We agree strongly with this observation. Before anyone considers guidelines for drinking, it is essential that the net effects on health be considered. As an example, in the latest final death statistics from the CDC (for 2005), there were 7,773 deaths in the US from cancer of the lip, oral cavity, or pharynx, diseases generally associated with very heavy drinking. For comparison, there were 856,030 deaths from major cardiovascular diseases, and data strongly indicate that light-to-moderate drinking is associated with a considerable lowering of risk. Basing drinking guidelines or recommendations only on the risk of upper aerodigestive cancers would obviously be inappropriate. We look forward to learning more of the net health effects of alcohol from the authors of the Allen study.
“...the only reasonable recommendation we can make (for middle-aged women) is that there is no clear evidence that alcohol had medical benefits.”
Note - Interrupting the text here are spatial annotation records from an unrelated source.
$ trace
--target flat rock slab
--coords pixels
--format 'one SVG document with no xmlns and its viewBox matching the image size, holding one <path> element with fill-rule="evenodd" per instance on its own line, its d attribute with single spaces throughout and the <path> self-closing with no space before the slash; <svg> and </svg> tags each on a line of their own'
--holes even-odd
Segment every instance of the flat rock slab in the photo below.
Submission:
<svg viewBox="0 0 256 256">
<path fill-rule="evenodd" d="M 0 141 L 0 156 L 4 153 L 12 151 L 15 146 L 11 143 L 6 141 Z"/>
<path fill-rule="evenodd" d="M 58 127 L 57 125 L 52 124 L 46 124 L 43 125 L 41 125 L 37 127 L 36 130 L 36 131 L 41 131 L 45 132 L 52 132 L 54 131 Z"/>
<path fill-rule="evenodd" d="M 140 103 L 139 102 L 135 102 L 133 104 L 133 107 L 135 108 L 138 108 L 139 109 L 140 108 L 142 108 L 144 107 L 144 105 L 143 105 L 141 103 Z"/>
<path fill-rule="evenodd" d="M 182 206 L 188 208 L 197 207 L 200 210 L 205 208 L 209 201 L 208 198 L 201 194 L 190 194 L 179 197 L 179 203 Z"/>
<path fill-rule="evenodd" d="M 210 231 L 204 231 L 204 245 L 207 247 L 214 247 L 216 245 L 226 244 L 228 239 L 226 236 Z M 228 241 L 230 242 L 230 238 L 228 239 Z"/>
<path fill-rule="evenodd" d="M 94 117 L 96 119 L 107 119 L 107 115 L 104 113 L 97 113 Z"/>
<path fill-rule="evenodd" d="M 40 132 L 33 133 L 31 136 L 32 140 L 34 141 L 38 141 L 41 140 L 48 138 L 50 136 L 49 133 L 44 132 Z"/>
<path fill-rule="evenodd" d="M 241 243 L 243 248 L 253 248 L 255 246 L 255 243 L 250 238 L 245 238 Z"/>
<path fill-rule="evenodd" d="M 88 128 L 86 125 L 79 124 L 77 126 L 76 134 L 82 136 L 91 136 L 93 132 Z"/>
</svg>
There are no data presented in the Allen et al paper that justifies such a statement. It will be important to see the net health effects of alcohol use among these women in future publications.
Quoting Professor Albus’s statement to Harry Potter (from Rowling JK, The Tales of Beedle the Bard) regarding truth: “It is a beautiful and terrible thing, and should therefore be treated with great caution.”
It is indeed important when discussing alcohol to treat the subject with great caution. However, unless regular moderate drinking is differentiated from binge drinking or other abusive use of alcohol, and unless the net effects of alcohol consumption on health are known, one has great difficulty learning the “truth.”